The fusion of mobile and cloud computing is spawning a productivity boon for businesses, especially for sales professionals, field personnel and remote workers. With access to corporate applications and data hosted in the cloud from smartphones and tablets, employees can work from anywhere. These benefits, however, introduce some new security and IT management challenges.
Chief among these is BYOD, which makes it difficult for IT departments to enforce security policies on private and public cloud applications accessed from personal devices that are not owned by the company. Nevertheless, there are practical ways to address this problem. One of them is using single sign-on (SSO) to deliver convenience while reducing data security risks.
The Multiple Identity Problem
One way for maintaining security in the mobile world is to keep data off the device in the first place by using mobile web apps. However, as the number of apps that users access from their devices multiply, so do the number of identities and passwords.
This complexity is driving the need for SSO to reduce the number of passwords and credentials that employees need to manage, as well as simplify access to third-party services. From an enterprise perspective, SSO decreases IT costs and administrative burdens.
By bringing access management under a common system of record like Active Directory, or a cloud directory, enterprises can tie SSO for mobile Web, SaaS and enterprise Web apps together. One way to bridge the access management divide between on-premises IT systems and mobile devices is by deploying a cloud SSO system that is integrated with backend enterprise directories and identity infrastructures.
Deploying Cloud SSO for BYOD
Here are four strategies for helping secure BYOD and mobile endpoints with SSO.

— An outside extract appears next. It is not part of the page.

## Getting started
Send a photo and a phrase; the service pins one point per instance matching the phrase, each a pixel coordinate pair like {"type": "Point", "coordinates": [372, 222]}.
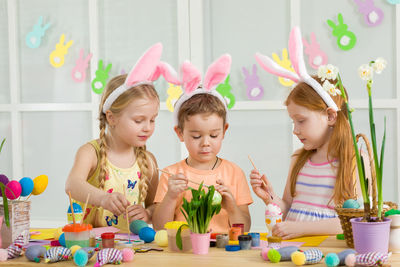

In most enterprises the BYOD horse has left the barn. IT departments are being forced to find a way to extend security policies to devices that are physically out of their control. Using identity-based security to maintain data in apps and control access to them is one of the most effective ways to protect corporate information in a mobile, BYOD world.
- Research your environment and develop a mobile plan. Start by surveying executives, sales and field personnel to learn what apps and devices each group uses. Define basic policies governing acceptable use and how company data may be accessed.
- Work to keep your data in the cloud, not on the device. Analyze and classify your apps and data and work to keep local copies off the mobile device in the first place. Be sure you have a way to perform a remote wipe of the device.
- Deploy mobile portals. Much like native app stores, mobile portals enable apps to be securely delivered to users dynamically and offer a big advantage by delivering access to company apps and data without installing native apps or storing local copies of data. Mobile portals also centrally enforce session time outs, reducing the risk of casual access or cached local credentials.
- Deploy mobile-aware cloud identity management. With identity management you can scale quickly without compromising security.
Meanwhile, cloud SSO provides a low cost and low infrastructure approach to implement access control rules and authentication, leverage internal systems like Active Directory and achieve a balance of convenience and security.